# Rigging a new service truck



## Yellowchevelle (Nov 9, 2015)

I'm tired of having pickup problems. My current setup is a half ton 4x4 with 100 gal diesel tank, air compressor, toolbox and so much other stuff you can barley get another person in the cab. So I have decided to try a single axle truck. I should be able to add another 100gal fuel tank and get everything in tool boxes while still having bed space left. Also I will have the added benifit of having hydraulic outlets on the truck. Here are some beginning pics.


----------



## Vol (Jul 5, 2009)

That should do it! That is a great looking bed to be added.

Regards, Mike


----------



## bluefarmer (Oct 10, 2010)

Air brakes?!


----------



## Yellowchevelle (Nov 9, 2015)

Yes air brakes and we will also have to build one more tool box, add a gooseneck ball, build a headache rack and rear hitch


----------



## luke strawwalker (Jul 31, 2014)

How's DOT/troopers feel about hauling around that much diesel??

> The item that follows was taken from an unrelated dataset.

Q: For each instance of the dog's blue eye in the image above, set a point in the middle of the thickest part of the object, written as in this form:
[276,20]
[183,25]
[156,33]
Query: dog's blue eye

Don't want to find out the hard way!

Good luck-- love the antenna pole dancer...

Later! OL J R


----------



## pede58 (Oct 27, 2015)

It will very from state to state but generally no more then 100gals is allowed in the bed, now you could add saddle tanks and be ok, yeah I know stupid but that's the law, that's why most of the new bed tanks are rated at 90gal or less. My must have toy for a new service truck is a Miller 302 welder/generator/compressor, can weld and run the generator at the same time, thinkin it's 14000wats, and the compressor is rotary screw, enough to run the most aggressive air tools, just hard to justify the 25000grand+.


----------



## Yellowchevelle (Nov 9, 2015)

That's a good point on the fuel tanks I will check into that. One tank will be diesel and the other tank gas. I will rarely be on a state highway. If I need to haul a load of hay somewhere I can remove the tanks easily also. A welder generator would be nice but that's not going to happen right now, I'll just have to still drag stuff to the shop.


----------



## azmike (Jan 4, 2015)

Great looking set-up! We can't burn red fuel in the truck but carry it for the equipment, be careful for checks!


----------



## Yellowchevelle (Nov 9, 2015)

We don't burn red in any of our trucks just in the equipment. I sure hope this will be better than my 2500 dodge to pull a trailer with. It proably won't get close to the mileage the cummins gets but I should be able to stop if I have to in a hurry. The trailer won't squish this trucks suspension ether. Another big complaint I have about the dodge is it is extremely hard on tires. I hope loosing a little fuel mileage with this truck will be offset by not having to buy tires, brakes, suspension parts and fixing other dodge problem. The old 12 valve cummins is great the dodge I'm not very happy with.


----------



## panhandle9400 (Jan 17, 2010)

luke strawwalker said:


> How's DOT/troopers feel about hauling around that much diesel??
> 
> Don't want to find out the hard way!
> 
> ...


We haul around 1000 gallon trailer, 650 and a 560 . No placards on anything just a slow moving vehicle emblem on the back . I have had them in the 5 state area without any issues. I do not carry diesel in my service truck but it pulls a fuel trailer at times going to job locations. It seems like they have laxed on that hauling fuel ? US custom harvesters have been fighting that for years .


----------



## glasswrongsize (Sep 15, 2015)

http://www.nrcs.usda.gov/Internet/FSE_DOCUMENTS/nrcs144p2_043004.pdf

73, Mark


----------